Il est constant que la notion d’emploi similaire, réservée aux situations dans lesquelles l’emploi n’existe plus ou n’est plus vacant, implique le maintien de la qualification professionnelle, de la position hiérarchique et des fonctions.
En l’espèce, M. A B a été engagé en qualité de chef de zone, poste qui relève niveau hiérarchique 6. Il bénéficiait d’un statut cadre, position 1.1, coefficient 95. Il était précisé qu’il assurait notamment l’interface entre le siège et le client Erdf, puis le contrat de travail énumérait ses attributions à l’égard des clients.
La proposition formulée par la société Feedback concerne un poste de chef de zone affecté à l’activité de convoyage pour le compte de la SNCF, présentant exactement les mêmes caractéristiques en terme de statut et de rémunération. Dans son courrier en date du 6 janvier 2012, l’employeur a pris soin de préciser que ce poste était proposé selon les mêmes conditions que son contrat actuel. Elle s’est également engagée à aménager son poste de travail pour lui permettre de garantir l’exercice du droit de garde de son enfant du mardi soir 18 heures au mercredi matin 9 heures. Enfin, elle a précisé que la décision prenait effet au 23 janvier 2012. Par courrier en date du 26 janvier 2012, elle ajoutait qu’elle maintenait également la rémunération variable liée au marché avec la société Erdf et qu’elle lui garantissait un système de prime équivalent au précédent. Elle s’engageait à prendre en charge le coût de son abonnement de transport entre Nantes et Paris et ses frais de transport en commun à Paris ou en région parisienne.
Le contrat de travail et la proposition effectuée par la société Feedback à l’issue du congé pour maladie se réfèrent tous les deux à un poste de chef de zone, présentant les mêmes caractéristiques en terme de statut et de rémunération. L’employeur s’est engagé à maintenir la rémunération variable et les primes. Contrairement à ce que soutient M. A B, la réalisation de prestations au profit d’un client différent et donc dans un autre domaine, le convoyage au lieu de la relève de compteur, ne peut pas être invoquée pour combattre la similitude. D’une part, le contrat de travail n’a pas expressément attribué à M. A B un seul client. D’autre part, les fonctions étaient identiques bien que s’exerçant au profit d’un autre client.
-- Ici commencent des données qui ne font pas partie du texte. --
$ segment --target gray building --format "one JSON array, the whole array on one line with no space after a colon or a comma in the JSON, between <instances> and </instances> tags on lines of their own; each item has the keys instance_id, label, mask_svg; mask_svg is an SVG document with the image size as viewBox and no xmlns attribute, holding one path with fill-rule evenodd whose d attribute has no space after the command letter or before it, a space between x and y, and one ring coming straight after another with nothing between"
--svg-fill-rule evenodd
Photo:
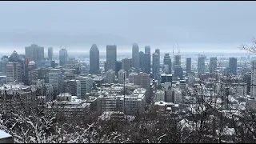
<instances>
[{"instance_id":1,"label":"gray building","mask_svg":"<svg viewBox=\"0 0 256 144\"><path fill-rule=\"evenodd\" d=\"M214 70L217 70L217 58L216 57L210 57L209 70L210 70L210 73L214 73Z\"/></svg>"},{"instance_id":2,"label":"gray building","mask_svg":"<svg viewBox=\"0 0 256 144\"><path fill-rule=\"evenodd\" d=\"M59 66L62 66L66 64L68 60L67 50L62 49L59 50Z\"/></svg>"},{"instance_id":3,"label":"gray building","mask_svg":"<svg viewBox=\"0 0 256 144\"><path fill-rule=\"evenodd\" d=\"M171 58L170 58L169 54L165 54L163 58L163 64L168 66L168 70L166 74L171 74Z\"/></svg>"},{"instance_id":4,"label":"gray building","mask_svg":"<svg viewBox=\"0 0 256 144\"><path fill-rule=\"evenodd\" d=\"M160 55L158 53L154 53L152 55L152 59L153 59L153 78L154 79L159 79L159 69L160 69Z\"/></svg>"},{"instance_id":5,"label":"gray building","mask_svg":"<svg viewBox=\"0 0 256 144\"><path fill-rule=\"evenodd\" d=\"M126 71L126 75L129 75L129 70L131 68L131 58L125 58L122 60L122 69Z\"/></svg>"},{"instance_id":6,"label":"gray building","mask_svg":"<svg viewBox=\"0 0 256 144\"><path fill-rule=\"evenodd\" d=\"M116 45L106 45L106 70L116 70L117 63L117 46Z\"/></svg>"},{"instance_id":7,"label":"gray building","mask_svg":"<svg viewBox=\"0 0 256 144\"><path fill-rule=\"evenodd\" d=\"M236 58L230 58L229 67L230 69L230 73L234 75L237 74L238 70L238 62Z\"/></svg>"},{"instance_id":8,"label":"gray building","mask_svg":"<svg viewBox=\"0 0 256 144\"><path fill-rule=\"evenodd\" d=\"M133 50L132 50L132 60L133 65L132 66L135 68L135 71L138 71L139 68L139 56L138 56L139 47L137 43L133 44Z\"/></svg>"},{"instance_id":9,"label":"gray building","mask_svg":"<svg viewBox=\"0 0 256 144\"><path fill-rule=\"evenodd\" d=\"M6 83L14 84L22 82L22 65L18 62L6 63Z\"/></svg>"},{"instance_id":10,"label":"gray building","mask_svg":"<svg viewBox=\"0 0 256 144\"><path fill-rule=\"evenodd\" d=\"M48 60L52 61L54 57L54 49L52 47L48 48Z\"/></svg>"},{"instance_id":11,"label":"gray building","mask_svg":"<svg viewBox=\"0 0 256 144\"><path fill-rule=\"evenodd\" d=\"M147 74L150 74L151 72L151 53L150 46L145 46L145 54L144 54L144 72Z\"/></svg>"},{"instance_id":12,"label":"gray building","mask_svg":"<svg viewBox=\"0 0 256 144\"><path fill-rule=\"evenodd\" d=\"M191 58L186 58L186 74L191 73Z\"/></svg>"},{"instance_id":13,"label":"gray building","mask_svg":"<svg viewBox=\"0 0 256 144\"><path fill-rule=\"evenodd\" d=\"M90 74L99 74L99 51L97 45L93 44L90 50Z\"/></svg>"},{"instance_id":14,"label":"gray building","mask_svg":"<svg viewBox=\"0 0 256 144\"><path fill-rule=\"evenodd\" d=\"M139 71L144 72L144 53L143 51L140 51L138 53L138 63L139 63Z\"/></svg>"},{"instance_id":15,"label":"gray building","mask_svg":"<svg viewBox=\"0 0 256 144\"><path fill-rule=\"evenodd\" d=\"M34 61L44 60L44 48L36 44L25 47L25 58L33 58Z\"/></svg>"},{"instance_id":16,"label":"gray building","mask_svg":"<svg viewBox=\"0 0 256 144\"><path fill-rule=\"evenodd\" d=\"M174 66L175 65L181 65L182 61L181 61L181 55L174 55Z\"/></svg>"},{"instance_id":17,"label":"gray building","mask_svg":"<svg viewBox=\"0 0 256 144\"><path fill-rule=\"evenodd\" d=\"M202 74L205 73L206 70L206 56L205 55L199 55L198 61L198 74Z\"/></svg>"}]
</instances>

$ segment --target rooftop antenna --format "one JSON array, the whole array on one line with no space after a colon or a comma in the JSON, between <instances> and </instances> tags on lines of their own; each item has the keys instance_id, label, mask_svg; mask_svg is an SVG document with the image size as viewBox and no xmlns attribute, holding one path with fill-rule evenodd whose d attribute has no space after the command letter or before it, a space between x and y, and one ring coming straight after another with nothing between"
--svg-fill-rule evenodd
<instances>
[{"instance_id":1,"label":"rooftop antenna","mask_svg":"<svg viewBox=\"0 0 256 144\"><path fill-rule=\"evenodd\" d=\"M180 51L179 51L179 48L178 48L178 43L177 43L177 46L178 46L178 55L179 55Z\"/></svg>"}]
</instances>

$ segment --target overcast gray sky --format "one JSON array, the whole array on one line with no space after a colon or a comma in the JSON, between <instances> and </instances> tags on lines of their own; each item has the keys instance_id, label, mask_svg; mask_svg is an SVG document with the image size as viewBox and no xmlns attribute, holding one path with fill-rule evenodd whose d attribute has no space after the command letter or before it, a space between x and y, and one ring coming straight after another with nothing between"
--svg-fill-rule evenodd
<instances>
[{"instance_id":1,"label":"overcast gray sky","mask_svg":"<svg viewBox=\"0 0 256 144\"><path fill-rule=\"evenodd\" d=\"M23 50L34 42L88 51L93 43L103 50L117 44L122 51L118 46L131 50L137 42L141 50L168 51L177 42L183 51L237 50L255 36L255 7L256 2L1 2L0 46Z\"/></svg>"}]
</instances>

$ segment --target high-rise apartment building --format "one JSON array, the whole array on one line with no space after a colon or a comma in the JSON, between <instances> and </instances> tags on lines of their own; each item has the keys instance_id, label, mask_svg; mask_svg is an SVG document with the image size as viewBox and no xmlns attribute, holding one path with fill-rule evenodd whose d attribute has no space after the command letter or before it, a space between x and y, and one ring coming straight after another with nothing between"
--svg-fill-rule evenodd
<instances>
[{"instance_id":1,"label":"high-rise apartment building","mask_svg":"<svg viewBox=\"0 0 256 144\"><path fill-rule=\"evenodd\" d=\"M18 62L6 63L6 83L14 84L22 82L22 65Z\"/></svg>"},{"instance_id":2,"label":"high-rise apartment building","mask_svg":"<svg viewBox=\"0 0 256 144\"><path fill-rule=\"evenodd\" d=\"M86 93L91 92L93 87L93 79L89 77L79 76L75 78L80 82L81 85L81 98L85 98Z\"/></svg>"},{"instance_id":3,"label":"high-rise apartment building","mask_svg":"<svg viewBox=\"0 0 256 144\"><path fill-rule=\"evenodd\" d=\"M230 58L229 67L230 69L230 73L234 75L237 74L238 70L238 62L236 58Z\"/></svg>"},{"instance_id":4,"label":"high-rise apartment building","mask_svg":"<svg viewBox=\"0 0 256 144\"><path fill-rule=\"evenodd\" d=\"M159 79L159 69L160 69L160 58L159 54L158 53L154 53L152 55L152 73L154 79Z\"/></svg>"},{"instance_id":5,"label":"high-rise apartment building","mask_svg":"<svg viewBox=\"0 0 256 144\"><path fill-rule=\"evenodd\" d=\"M171 59L170 58L169 54L165 54L164 58L163 58L163 64L165 66L168 66L168 70L166 70L166 74L171 74Z\"/></svg>"},{"instance_id":6,"label":"high-rise apartment building","mask_svg":"<svg viewBox=\"0 0 256 144\"><path fill-rule=\"evenodd\" d=\"M186 74L191 73L191 68L192 68L191 58L186 58Z\"/></svg>"},{"instance_id":7,"label":"high-rise apartment building","mask_svg":"<svg viewBox=\"0 0 256 144\"><path fill-rule=\"evenodd\" d=\"M25 47L25 58L33 58L34 61L44 60L44 48L36 44Z\"/></svg>"},{"instance_id":8,"label":"high-rise apartment building","mask_svg":"<svg viewBox=\"0 0 256 144\"><path fill-rule=\"evenodd\" d=\"M199 55L198 61L198 74L201 75L205 73L206 70L206 56L205 55Z\"/></svg>"},{"instance_id":9,"label":"high-rise apartment building","mask_svg":"<svg viewBox=\"0 0 256 144\"><path fill-rule=\"evenodd\" d=\"M210 65L209 65L210 73L214 73L217 70L217 58L210 57Z\"/></svg>"},{"instance_id":10,"label":"high-rise apartment building","mask_svg":"<svg viewBox=\"0 0 256 144\"><path fill-rule=\"evenodd\" d=\"M62 49L59 50L59 66L63 66L66 64L68 60L67 50Z\"/></svg>"},{"instance_id":11,"label":"high-rise apartment building","mask_svg":"<svg viewBox=\"0 0 256 144\"><path fill-rule=\"evenodd\" d=\"M48 48L48 60L52 61L54 57L54 48Z\"/></svg>"},{"instance_id":12,"label":"high-rise apartment building","mask_svg":"<svg viewBox=\"0 0 256 144\"><path fill-rule=\"evenodd\" d=\"M117 61L116 66L115 75L118 75L118 71L122 70L122 61Z\"/></svg>"},{"instance_id":13,"label":"high-rise apartment building","mask_svg":"<svg viewBox=\"0 0 256 144\"><path fill-rule=\"evenodd\" d=\"M90 50L90 74L99 74L99 51L97 45L93 44Z\"/></svg>"},{"instance_id":14,"label":"high-rise apartment building","mask_svg":"<svg viewBox=\"0 0 256 144\"><path fill-rule=\"evenodd\" d=\"M106 45L106 70L116 70L117 63L117 46L116 45Z\"/></svg>"},{"instance_id":15,"label":"high-rise apartment building","mask_svg":"<svg viewBox=\"0 0 256 144\"><path fill-rule=\"evenodd\" d=\"M106 73L106 83L114 83L115 82L115 72L112 70L109 70Z\"/></svg>"},{"instance_id":16,"label":"high-rise apartment building","mask_svg":"<svg viewBox=\"0 0 256 144\"><path fill-rule=\"evenodd\" d=\"M150 74L151 73L151 53L150 53L150 46L145 46L145 53L144 53L144 72L147 74Z\"/></svg>"},{"instance_id":17,"label":"high-rise apartment building","mask_svg":"<svg viewBox=\"0 0 256 144\"><path fill-rule=\"evenodd\" d=\"M138 63L139 63L139 72L144 72L144 53L143 51L140 51L138 53Z\"/></svg>"},{"instance_id":18,"label":"high-rise apartment building","mask_svg":"<svg viewBox=\"0 0 256 144\"><path fill-rule=\"evenodd\" d=\"M123 84L126 80L126 72L124 70L120 70L118 74L118 83Z\"/></svg>"},{"instance_id":19,"label":"high-rise apartment building","mask_svg":"<svg viewBox=\"0 0 256 144\"><path fill-rule=\"evenodd\" d=\"M139 68L139 56L138 56L139 47L137 43L133 44L133 50L132 50L132 60L133 65L132 66L135 68L135 71L138 71Z\"/></svg>"},{"instance_id":20,"label":"high-rise apartment building","mask_svg":"<svg viewBox=\"0 0 256 144\"><path fill-rule=\"evenodd\" d=\"M122 60L122 69L126 71L126 75L129 75L129 70L132 67L132 59L125 58Z\"/></svg>"},{"instance_id":21,"label":"high-rise apartment building","mask_svg":"<svg viewBox=\"0 0 256 144\"><path fill-rule=\"evenodd\" d=\"M49 73L49 83L54 87L55 94L63 92L63 74L61 69L51 69Z\"/></svg>"}]
</instances>

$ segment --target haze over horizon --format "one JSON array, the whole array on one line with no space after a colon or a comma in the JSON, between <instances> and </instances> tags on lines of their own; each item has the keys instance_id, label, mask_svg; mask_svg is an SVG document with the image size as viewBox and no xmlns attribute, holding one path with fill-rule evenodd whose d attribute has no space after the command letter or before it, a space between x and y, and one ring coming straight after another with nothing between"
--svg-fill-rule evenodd
<instances>
[{"instance_id":1,"label":"haze over horizon","mask_svg":"<svg viewBox=\"0 0 256 144\"><path fill-rule=\"evenodd\" d=\"M0 48L22 53L32 43L54 50L118 53L145 45L172 52L242 52L256 33L255 2L2 2ZM177 46L174 50L178 51Z\"/></svg>"}]
</instances>

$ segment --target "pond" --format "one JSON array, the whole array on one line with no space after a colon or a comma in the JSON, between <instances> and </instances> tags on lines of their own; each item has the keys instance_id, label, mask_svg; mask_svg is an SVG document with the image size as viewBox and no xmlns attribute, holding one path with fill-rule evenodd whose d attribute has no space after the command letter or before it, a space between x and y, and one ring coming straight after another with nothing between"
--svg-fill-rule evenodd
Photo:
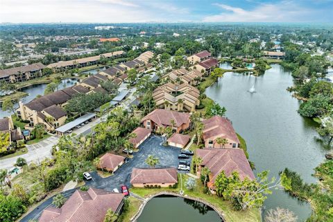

Dès lors, il est établi que la société Feedback a proposé à M. A B un emploi similaire à celui qui était le sien antérieurement, celui-ci étant assorti d’une rémunération identique. L’employeur a donc satisfait à son obligation de réintégration.
Il en résulte que le licenciement de M. A B était justifié.
En conséquence, le jugement est confirmé dans sa totalité.
Chacune des parties gardera à sa charge les frais qu’elle a engagés en application de l’article 700 du code de procédure civile.
PAR CES MOTIFS
LA COUR,
Confirme le jugement dans sa totalité ;
Dit que chacune des parties gardera à sa charge les frais qu’elle a engagés en application de l’article 700 du code de procédure civile ;
Met les dépens d’appel à la charge de M. A B.